1. Field of the Invention
The invention relates to the field of devices for drug delivery to the central nervous system. More particularly, it relates to needle assemblies for use in stereotactic delivery of pharmaceutical compositions to the central nervous system. The invention further relates to methods for negating binding by materials contained in the needle assembly to peptides contained in the pharmaceutical composition.
2. Background Information
Gene therapy by delivery of transgenes encoding therapeutic neurotrophic factors into the brain offers great promise for treating neurodegenerative conditions such as Alzheimer's Disease, Parkinson's Disease and Huntington's Disease. The protocols by which these therapies are provided are highly exacting, requiring that the therapeutic composition dosage (e.g., viral titer) be consistently provided at precise locations in the brain, to ensure that a predictable amount of neurotrophic factor be delivered only to targeted cells.
For example, U.S. Pat. No. 6,451,306 provides a method for treating Alzheimer's Disease which requires donor cells containing a neurotrophic factor-encoding transgene to be grafted at pre-determined sites in the forebrain located no more than 5 mm apart and no more than 500 urn from a targeted cell. The dosage of donor cells provided at each site preferably falls within a range of 2 to 20 μl per ml of composition. Similarly, U.S. Pat. Nos. 6,683,058 and 6,851,431 provide methods to treat defects, disease or damaged cholinergic and dopaminergic neuron populations, respectively, by delivering transgenes at sites within 500 urn of a targeted neuron and no more than 10 mm apart. Such parameters leave the practicing neurosurgeon relatively little room for error in dosing or placement of each graft or transgene injection.

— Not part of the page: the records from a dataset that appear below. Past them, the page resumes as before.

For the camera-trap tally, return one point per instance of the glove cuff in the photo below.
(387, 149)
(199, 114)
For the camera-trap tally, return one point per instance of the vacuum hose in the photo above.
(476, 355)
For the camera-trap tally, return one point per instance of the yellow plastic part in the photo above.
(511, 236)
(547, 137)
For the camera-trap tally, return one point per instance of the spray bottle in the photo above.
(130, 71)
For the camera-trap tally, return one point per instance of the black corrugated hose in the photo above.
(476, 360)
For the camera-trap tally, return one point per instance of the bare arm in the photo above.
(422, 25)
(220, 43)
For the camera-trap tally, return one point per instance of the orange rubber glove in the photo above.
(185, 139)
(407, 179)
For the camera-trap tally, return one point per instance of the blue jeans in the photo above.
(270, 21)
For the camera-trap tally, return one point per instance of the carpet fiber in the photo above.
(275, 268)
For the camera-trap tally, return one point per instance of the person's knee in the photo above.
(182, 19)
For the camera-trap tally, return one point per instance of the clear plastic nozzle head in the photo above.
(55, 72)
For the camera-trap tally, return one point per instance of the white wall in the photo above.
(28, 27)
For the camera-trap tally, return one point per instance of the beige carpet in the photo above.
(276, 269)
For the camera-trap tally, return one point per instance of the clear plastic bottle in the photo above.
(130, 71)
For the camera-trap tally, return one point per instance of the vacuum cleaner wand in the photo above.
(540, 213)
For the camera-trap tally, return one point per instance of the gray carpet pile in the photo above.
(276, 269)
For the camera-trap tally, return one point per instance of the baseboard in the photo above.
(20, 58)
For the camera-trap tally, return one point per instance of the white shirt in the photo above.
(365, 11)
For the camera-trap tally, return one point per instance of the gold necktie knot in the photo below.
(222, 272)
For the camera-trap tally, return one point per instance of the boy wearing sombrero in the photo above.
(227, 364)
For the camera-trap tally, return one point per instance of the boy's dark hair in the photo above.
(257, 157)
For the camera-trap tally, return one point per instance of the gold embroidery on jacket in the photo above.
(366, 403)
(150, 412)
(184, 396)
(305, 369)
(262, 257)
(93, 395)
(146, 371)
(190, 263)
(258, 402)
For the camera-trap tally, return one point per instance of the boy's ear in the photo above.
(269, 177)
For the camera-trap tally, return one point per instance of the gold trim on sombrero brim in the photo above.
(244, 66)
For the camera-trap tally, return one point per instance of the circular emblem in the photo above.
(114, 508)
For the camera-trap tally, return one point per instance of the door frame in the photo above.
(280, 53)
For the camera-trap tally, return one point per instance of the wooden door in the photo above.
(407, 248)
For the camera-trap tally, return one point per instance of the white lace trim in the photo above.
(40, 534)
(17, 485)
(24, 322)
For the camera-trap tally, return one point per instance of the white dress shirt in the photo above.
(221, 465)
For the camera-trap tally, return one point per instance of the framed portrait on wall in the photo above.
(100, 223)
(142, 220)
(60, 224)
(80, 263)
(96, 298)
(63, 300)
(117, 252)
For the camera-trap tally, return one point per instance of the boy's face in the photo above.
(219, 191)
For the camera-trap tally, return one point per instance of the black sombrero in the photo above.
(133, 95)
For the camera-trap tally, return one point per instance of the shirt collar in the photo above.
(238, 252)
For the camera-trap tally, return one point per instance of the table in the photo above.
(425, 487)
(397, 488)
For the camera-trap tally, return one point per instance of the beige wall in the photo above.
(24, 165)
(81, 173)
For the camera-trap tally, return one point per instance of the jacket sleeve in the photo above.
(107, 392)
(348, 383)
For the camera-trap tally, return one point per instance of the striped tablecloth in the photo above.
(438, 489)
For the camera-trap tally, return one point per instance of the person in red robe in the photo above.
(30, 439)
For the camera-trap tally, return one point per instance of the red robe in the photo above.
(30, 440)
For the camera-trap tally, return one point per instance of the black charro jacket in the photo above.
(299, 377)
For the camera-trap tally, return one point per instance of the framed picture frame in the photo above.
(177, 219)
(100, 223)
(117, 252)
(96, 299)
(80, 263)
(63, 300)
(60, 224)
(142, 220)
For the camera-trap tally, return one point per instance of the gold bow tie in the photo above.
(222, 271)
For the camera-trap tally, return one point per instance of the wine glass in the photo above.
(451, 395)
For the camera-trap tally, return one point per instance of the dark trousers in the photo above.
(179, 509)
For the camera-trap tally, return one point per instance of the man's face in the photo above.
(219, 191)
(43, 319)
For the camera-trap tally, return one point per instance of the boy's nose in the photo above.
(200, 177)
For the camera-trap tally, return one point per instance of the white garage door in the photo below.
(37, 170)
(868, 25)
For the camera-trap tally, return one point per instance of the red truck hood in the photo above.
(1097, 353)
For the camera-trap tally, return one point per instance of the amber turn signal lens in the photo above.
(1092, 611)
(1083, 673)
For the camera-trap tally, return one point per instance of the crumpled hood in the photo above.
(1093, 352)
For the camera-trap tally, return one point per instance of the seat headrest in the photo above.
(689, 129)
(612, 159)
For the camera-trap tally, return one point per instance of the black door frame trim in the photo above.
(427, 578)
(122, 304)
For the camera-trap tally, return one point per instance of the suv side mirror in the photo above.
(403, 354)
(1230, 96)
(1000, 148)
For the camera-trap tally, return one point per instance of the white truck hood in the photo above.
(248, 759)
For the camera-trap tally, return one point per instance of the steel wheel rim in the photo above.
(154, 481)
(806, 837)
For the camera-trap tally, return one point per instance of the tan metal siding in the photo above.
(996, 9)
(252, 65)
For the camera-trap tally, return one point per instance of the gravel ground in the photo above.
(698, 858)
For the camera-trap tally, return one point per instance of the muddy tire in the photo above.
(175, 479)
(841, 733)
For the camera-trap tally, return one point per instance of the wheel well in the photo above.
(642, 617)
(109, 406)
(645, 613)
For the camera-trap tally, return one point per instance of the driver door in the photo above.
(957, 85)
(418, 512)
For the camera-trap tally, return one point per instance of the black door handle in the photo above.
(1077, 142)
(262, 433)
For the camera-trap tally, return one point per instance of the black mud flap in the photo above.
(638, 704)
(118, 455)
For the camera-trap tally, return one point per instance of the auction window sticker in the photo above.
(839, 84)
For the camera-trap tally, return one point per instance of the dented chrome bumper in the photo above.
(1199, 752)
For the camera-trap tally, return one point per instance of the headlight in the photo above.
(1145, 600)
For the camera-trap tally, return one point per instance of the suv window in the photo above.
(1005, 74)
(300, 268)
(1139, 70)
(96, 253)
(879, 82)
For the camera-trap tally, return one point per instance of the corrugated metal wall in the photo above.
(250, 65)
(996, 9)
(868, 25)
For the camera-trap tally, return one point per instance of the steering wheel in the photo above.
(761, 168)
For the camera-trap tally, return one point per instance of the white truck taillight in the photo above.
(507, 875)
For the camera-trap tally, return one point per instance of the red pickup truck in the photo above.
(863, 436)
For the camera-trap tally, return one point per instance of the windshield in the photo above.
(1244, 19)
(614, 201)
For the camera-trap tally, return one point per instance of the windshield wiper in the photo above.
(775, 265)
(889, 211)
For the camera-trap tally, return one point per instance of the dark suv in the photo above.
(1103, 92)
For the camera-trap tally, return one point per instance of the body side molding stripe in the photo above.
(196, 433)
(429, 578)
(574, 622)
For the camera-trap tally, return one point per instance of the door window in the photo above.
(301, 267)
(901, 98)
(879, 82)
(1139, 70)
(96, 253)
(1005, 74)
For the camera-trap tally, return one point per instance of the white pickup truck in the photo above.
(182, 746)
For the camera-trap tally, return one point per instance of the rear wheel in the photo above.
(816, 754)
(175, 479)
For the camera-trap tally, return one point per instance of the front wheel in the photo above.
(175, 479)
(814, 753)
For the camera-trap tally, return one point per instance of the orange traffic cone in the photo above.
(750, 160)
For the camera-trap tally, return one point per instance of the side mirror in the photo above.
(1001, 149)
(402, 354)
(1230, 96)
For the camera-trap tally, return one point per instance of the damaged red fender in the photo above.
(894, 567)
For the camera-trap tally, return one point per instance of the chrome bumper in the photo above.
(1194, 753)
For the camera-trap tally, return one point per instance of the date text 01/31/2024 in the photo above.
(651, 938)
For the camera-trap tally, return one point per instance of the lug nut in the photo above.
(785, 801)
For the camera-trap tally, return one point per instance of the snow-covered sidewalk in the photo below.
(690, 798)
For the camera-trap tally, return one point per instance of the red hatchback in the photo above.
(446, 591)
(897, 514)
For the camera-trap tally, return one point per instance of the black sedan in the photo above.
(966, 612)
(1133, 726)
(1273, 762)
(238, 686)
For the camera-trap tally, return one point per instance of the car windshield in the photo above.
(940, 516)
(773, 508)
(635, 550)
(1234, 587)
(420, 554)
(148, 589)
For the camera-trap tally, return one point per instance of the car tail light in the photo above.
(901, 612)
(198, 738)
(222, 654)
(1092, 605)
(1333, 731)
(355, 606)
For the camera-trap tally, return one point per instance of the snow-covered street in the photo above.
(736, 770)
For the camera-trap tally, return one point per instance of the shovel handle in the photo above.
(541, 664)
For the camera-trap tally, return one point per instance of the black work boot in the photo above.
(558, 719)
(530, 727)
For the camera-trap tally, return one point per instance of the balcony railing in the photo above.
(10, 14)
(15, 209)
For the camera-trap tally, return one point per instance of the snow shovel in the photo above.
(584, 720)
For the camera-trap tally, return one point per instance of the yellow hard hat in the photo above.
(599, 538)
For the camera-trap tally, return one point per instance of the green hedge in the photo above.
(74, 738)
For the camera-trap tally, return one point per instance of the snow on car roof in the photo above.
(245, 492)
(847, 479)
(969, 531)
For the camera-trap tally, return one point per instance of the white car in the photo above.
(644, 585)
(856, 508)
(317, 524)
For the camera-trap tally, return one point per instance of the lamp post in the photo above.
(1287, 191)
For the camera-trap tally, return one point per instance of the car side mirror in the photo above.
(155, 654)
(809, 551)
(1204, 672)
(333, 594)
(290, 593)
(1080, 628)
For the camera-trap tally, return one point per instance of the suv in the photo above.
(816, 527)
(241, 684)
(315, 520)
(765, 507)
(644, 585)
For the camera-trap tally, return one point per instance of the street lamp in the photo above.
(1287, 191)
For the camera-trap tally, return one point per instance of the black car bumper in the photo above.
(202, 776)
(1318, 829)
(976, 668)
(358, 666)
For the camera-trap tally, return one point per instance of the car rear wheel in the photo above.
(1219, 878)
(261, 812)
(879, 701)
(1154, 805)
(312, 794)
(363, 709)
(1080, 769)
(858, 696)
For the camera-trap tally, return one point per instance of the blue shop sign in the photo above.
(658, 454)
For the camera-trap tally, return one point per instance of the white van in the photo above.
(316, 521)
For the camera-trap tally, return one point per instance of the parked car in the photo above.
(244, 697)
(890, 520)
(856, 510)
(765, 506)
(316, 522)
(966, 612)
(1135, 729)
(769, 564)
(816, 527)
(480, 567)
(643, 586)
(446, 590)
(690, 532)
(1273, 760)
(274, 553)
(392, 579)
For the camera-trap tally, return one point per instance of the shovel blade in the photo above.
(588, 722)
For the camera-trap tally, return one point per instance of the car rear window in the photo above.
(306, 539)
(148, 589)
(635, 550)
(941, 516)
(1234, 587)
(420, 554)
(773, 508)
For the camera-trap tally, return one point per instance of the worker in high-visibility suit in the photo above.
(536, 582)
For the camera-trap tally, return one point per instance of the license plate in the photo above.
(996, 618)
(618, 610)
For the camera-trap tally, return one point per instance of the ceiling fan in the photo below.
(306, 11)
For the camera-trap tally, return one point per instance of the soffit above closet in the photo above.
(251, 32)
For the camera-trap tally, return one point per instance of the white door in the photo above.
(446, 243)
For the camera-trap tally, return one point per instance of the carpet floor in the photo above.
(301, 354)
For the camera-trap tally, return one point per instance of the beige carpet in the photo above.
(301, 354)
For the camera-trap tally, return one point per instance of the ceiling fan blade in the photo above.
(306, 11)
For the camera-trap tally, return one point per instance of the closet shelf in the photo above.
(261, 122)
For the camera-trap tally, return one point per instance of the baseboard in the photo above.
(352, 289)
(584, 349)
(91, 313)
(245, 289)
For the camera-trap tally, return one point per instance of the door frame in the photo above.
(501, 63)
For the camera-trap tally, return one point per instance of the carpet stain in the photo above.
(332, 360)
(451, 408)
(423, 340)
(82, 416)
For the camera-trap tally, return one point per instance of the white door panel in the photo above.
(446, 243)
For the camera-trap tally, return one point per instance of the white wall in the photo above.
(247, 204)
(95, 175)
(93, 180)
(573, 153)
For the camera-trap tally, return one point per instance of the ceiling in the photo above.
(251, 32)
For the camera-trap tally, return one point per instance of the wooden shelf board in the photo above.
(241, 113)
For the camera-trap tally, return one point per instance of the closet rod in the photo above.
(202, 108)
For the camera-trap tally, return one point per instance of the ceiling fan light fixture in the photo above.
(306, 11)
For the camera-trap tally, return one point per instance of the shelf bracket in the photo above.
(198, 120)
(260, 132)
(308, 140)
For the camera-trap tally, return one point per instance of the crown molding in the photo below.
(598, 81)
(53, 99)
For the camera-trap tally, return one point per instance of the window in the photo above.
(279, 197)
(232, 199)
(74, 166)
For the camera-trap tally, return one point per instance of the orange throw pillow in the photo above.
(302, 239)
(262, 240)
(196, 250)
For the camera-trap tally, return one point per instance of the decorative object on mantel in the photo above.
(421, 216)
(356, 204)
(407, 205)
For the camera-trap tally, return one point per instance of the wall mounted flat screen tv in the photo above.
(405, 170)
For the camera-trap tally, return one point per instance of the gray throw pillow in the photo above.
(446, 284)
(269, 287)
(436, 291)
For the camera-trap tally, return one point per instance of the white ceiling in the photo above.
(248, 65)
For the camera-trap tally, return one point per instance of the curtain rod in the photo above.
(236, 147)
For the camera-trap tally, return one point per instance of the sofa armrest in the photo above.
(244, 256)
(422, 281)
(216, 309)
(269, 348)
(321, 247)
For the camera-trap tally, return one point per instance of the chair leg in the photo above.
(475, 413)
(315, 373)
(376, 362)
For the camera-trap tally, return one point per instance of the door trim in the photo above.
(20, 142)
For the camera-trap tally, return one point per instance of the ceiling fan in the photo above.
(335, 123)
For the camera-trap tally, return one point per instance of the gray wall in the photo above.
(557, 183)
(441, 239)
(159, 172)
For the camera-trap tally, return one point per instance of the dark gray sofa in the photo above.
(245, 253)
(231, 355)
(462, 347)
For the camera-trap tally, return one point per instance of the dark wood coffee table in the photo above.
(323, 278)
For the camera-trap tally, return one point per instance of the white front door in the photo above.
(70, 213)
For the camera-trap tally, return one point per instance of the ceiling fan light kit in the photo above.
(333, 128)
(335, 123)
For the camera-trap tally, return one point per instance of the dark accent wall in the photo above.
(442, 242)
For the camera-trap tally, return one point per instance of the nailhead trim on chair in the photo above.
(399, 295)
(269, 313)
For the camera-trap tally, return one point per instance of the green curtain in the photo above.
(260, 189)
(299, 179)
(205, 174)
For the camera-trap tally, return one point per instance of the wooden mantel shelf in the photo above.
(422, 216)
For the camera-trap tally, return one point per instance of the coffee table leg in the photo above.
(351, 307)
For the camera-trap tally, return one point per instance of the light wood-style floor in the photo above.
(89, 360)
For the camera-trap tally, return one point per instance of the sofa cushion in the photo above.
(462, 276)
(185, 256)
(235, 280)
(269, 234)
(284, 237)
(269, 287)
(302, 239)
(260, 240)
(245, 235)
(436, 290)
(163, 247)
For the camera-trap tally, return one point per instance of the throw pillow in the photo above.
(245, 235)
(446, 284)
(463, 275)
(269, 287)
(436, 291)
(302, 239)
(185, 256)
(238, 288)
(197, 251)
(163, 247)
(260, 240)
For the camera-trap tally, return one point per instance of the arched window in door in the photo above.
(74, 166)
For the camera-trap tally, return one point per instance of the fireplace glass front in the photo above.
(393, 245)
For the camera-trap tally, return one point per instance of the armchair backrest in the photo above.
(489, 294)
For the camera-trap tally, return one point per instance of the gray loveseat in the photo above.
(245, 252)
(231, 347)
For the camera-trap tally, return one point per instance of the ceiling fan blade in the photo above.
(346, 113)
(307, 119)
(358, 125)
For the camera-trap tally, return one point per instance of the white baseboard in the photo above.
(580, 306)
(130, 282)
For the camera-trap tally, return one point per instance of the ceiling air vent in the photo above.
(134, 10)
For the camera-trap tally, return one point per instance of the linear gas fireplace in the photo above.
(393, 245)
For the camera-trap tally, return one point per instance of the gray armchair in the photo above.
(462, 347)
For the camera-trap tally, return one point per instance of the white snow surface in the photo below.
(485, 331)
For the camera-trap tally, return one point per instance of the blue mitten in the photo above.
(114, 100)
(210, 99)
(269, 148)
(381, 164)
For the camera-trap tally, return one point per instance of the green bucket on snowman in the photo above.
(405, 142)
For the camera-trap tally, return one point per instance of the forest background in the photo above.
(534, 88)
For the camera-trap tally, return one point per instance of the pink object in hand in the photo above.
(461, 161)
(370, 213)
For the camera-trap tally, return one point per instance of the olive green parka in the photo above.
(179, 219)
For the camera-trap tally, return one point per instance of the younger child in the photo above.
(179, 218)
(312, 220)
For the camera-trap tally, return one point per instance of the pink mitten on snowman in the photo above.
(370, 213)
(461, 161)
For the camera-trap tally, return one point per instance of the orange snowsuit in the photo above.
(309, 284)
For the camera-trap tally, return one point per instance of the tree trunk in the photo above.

Yet the conventional drug delivery devices available for use in gene therapy of the brain do not necessarily provide the consistent precision the therapeutic protocols require. For example, it has been reported that polynucleotides can become inactivated when introduced through a conventional needle cannula; e.g., made of a metal such as stainless steel (see, e.g., U.S. Pat. No. 7,060,056). The '056 Patent inventors opined that the metal interacted with polynucleotides in a way that compromised their pharmaceutical activity by inactivation, rather than binding (see, e.g., '056 Patent, Example 10). However, the inventors have discovered that many commonly used viral recombinant expression vectors are not inactivated by contact with metals and the like, most likely due to their proteinaceous coating (e.g., the capsid proteins of a virus). Instead, such material retains its activity, but is lost during delivery to binding within the lumen of conventional metal needles. The extent of loss varies from passage to passage, which limits the clinician's ability to accurately predict how much viral vector will actually be delivered out of any given injection or infusion.
The margin for dosing error in gene therapy of the brain can be increased if the instruments utilized to deliver a neurotrophic factor-encoding transgene (e.g., as part of a viral vector) cannot be consistently and accurately targeted to cell populations that may be only microns apart. If a target cell is missed, the extent to which expressed neurotrophic factor secreted by another cell will diffuse to a targeted cell is limited. Therefore, improvements in therapeutic efficacy can be obtained by enhancing the accurate placement of transgene-containing donor cell grafts or viral vectors into the brain.